Transgender Day of Remembrance

EQUAL GROUND, Sri Lanka’s only non-profit organization that strives to ensure equal rights for Sri Lanka’s lesbian, gay, bisexual, Transgender and other wider identities of Sri Lanka’s queer community, set aside the 10th of December 2014 to commemorate “Transgender Day of Remembrance” and International Human Rights Day at the Goethe Institute of Colombo to memorialize the lives of Transgenders lost to transphobia and prejudice.

EQUAL GROUND’s objective in hosting this event was to increase public awareness of what it means to be Transgender, the discrimination they face on a daily basis in various aspects of their complex lives, to honour the lives of transmen and transwomen who might otherwise be forgotten; to express love, respect and allegiance to Transgender people in the face of widespread indifference and hatred towards them and to give EQUAL GROUND’s Transgender allies a platform to come together and stand in vigil, memorializing those lives lost at the hands of anti-Transgender violence.

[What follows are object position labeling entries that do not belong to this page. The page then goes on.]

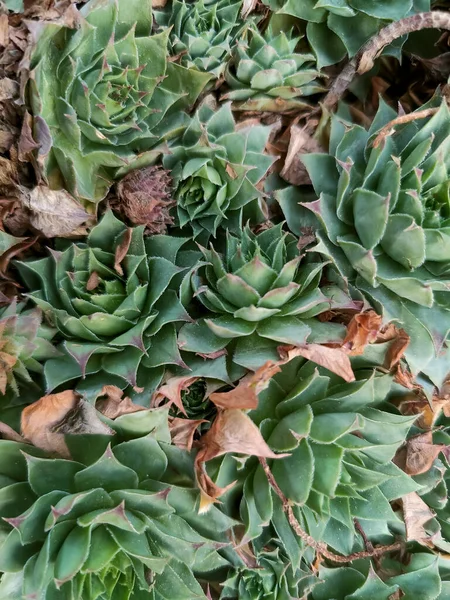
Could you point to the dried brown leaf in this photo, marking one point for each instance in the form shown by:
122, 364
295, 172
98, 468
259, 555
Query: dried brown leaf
122, 250
45, 422
245, 395
55, 213
335, 360
114, 405
182, 431
416, 514
170, 392
234, 431
362, 330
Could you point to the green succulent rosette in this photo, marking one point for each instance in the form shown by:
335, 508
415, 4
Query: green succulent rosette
338, 28
260, 293
384, 220
417, 576
25, 343
340, 439
115, 316
267, 74
103, 95
274, 578
203, 32
120, 520
217, 172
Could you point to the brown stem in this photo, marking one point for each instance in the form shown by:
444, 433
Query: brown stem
389, 128
320, 547
364, 59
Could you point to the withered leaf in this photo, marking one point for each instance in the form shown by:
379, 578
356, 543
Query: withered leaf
233, 431
122, 250
335, 360
421, 453
182, 431
245, 395
416, 514
362, 330
53, 212
113, 405
171, 392
45, 422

The event commenced with a speech by research analyst Damith Chandimal that shed light from a statistic perspective, on Sri Lanka’s burgeoning population of Transgender youth and adults present in Colombo and Anuradhapura. The trailer to a Trans documentary followed highlighting the fact that despite Sri Lankans living in times comparatively more sensitive to gender based violence than previous years, the deaths of and attacks on Transgender people and the difficulties they face in day to day life are ignored by the majority, especially by those who hypocritically claim to oppose gender based violence while only including women and children under that umbrella. The documentary also underlined the fact that the heinous crimes of violence faced by Transgenders in Sri Lanka and the prejudice, stigma and phobia of them prevalent here is a trend that shows no sign of abating at present unless attitudes and perspectives are changed by people having empathy for Transgender people considering they are no less human than they are and being educated and informed on the intricacies of their predicaments to reduce the marginalization of Transgender youth both in rural and urban Sri Lanka.

The drama was the highlight of the evening with LGBTIQ and heterosexual supporters of EQUAL GROUND alike partaking in it to help the public understand the complications faced by Transgender youth in unaccepting families and the trauma that stigmatizing and marginalizing them ensues. It touched on profoundly important issues such as the hardship involved in coming out to an unsupportive family, living as the sex of one’s choosing prior to a full sex change operation, challenges in finding employment due to unfair discrimination based on a very limited or “conventional” understanding of what the term “gender” implies and emphasizing the fact that a parent’s love for their child should be unconditional without gender ever having to come into play.

The drama put a humorous twist on the dark reality of the lonely and challenging lives Transgender people lead, leaving the audience hysterical and in fits of laughter at times and on the brink of tears at other times.

The night concluded with EQUAL GROUND’s founder and renowned LGBTIQ rights activist Rosanna Flamer-Caldera thanking all of the organization’s allies and a curtain call where all the drama participants took a bow as they remembered the lives of Transgenders lost- affirming their lives as valuable and remaining steadfast in the belief that a positive difference can be made by being outspoken in the face of injustice, violence and the oppression of our Transgender brothers and sisters.